卵と脂の少ないベーコン、そしてパン。そんなもの。
メインはコーヒーです。
卵を焼いて、油に漬けた野菜なんかもついてくる。
客は男ばかり。すでに何人かいて、朝からビールを呑んでいる人もいた。
ジロリと一瞥をくれると、またみな、何ごともなかったように新聞やグラスに目を戻す。
外は霧が出ていて湿っています。
もう寒い季節です。
場違いなコートを着ているためか、歩いていると霧でコートが湿ってくる。
外の街道はときおりクルマがゆっくりと通り過ぎてゆくぐらいです。
鳥が電線のない空を鳴きながら飛んでいるのが聞こえます。
ヒバリのように聞こえた。
また何人かが店にやってきて、同じものを注文します。
みな押し黙っていてほとんど口をききません。
外国人がいるのがわかると余計にクチをつぐんでいるのが分かります。
ムッツりとして、顔に刻まれた皺がまた深くなる。
警戒は怠りないというサイン。
こちらも、別にいちいち挨拶などしなくてもよい。
押し黙って不機嫌そうにコーヒーをすすっていればよい。
地元の連中には「お邪魔をした」「やがてすぐに立ち去る」、そんなサインを返してやればよい。
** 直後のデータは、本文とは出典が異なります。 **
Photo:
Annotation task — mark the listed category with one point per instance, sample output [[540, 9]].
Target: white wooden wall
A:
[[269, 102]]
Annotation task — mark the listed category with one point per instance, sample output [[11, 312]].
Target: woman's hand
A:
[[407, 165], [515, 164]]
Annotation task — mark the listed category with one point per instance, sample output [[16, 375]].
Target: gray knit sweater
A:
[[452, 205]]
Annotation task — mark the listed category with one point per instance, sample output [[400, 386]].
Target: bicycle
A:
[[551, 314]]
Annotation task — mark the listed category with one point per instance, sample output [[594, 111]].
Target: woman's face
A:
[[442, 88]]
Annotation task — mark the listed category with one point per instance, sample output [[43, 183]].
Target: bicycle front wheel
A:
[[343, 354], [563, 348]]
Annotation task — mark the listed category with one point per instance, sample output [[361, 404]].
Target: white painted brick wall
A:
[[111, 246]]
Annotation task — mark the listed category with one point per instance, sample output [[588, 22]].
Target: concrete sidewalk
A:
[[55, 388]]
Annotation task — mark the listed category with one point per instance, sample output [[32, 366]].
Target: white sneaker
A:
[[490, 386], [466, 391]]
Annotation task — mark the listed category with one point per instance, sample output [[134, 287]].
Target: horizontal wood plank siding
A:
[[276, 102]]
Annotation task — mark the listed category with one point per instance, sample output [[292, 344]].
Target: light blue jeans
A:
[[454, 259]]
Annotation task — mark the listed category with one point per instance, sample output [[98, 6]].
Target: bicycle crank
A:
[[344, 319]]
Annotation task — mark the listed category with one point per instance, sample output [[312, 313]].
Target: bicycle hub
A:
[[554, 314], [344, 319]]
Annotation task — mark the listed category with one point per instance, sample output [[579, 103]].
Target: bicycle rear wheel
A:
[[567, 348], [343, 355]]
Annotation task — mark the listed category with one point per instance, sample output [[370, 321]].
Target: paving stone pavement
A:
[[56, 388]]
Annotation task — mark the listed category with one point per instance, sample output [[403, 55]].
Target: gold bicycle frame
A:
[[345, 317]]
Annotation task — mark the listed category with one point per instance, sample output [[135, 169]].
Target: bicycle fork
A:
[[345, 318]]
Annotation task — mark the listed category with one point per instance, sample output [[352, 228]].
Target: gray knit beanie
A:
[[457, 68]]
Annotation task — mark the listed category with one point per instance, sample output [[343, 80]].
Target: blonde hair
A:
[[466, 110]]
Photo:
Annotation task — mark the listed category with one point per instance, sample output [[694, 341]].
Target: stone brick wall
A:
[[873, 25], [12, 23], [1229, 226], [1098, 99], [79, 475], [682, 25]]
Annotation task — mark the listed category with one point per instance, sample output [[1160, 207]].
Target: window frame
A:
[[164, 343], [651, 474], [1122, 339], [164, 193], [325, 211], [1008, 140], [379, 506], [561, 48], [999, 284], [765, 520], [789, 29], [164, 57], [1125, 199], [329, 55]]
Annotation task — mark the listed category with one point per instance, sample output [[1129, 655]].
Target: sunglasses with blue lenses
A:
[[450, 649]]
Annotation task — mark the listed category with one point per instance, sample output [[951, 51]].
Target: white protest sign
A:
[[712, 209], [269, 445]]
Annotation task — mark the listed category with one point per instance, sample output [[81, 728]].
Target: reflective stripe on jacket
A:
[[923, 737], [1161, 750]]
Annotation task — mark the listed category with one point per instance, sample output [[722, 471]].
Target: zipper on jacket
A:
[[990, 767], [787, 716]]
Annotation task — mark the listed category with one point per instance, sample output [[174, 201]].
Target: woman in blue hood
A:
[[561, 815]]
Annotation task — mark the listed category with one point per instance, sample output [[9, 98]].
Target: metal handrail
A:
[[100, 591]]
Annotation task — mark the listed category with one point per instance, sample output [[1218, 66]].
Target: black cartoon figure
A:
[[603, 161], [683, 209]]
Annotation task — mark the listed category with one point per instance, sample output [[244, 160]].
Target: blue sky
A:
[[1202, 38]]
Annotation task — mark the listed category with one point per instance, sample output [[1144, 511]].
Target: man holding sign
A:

やがて昼近くなれば太陽が曇り空から薄っすらと少しだけ射して、空気も乾燥する。
そうしたらバスも通る時間でしょう。
みながよく来る地元の店です。
誰も私に声をかける人はいません。
店の、胸を突き出すようにした姿勢のよい女が機嫌よく私に声をかけてきた。
「ああ、あそこだったら朝食が出るでしょ。」
「そうなの、卵がないんじゃしょうがないわよねww。」
余所者は彼らに輪をかけて不審なままにしている。
寡黙、沈黙の中に意識が錯綜している。煩いぐらいだ。
それでもどこかに敬意ぐらいはあったかも知れない。
地元の店に来た者を迎えて。
お互いの運命が交差しないことを祈りつつ。
そこは木立すら見えない草原だらけのところ。
孤独に耐えない者は近づかない。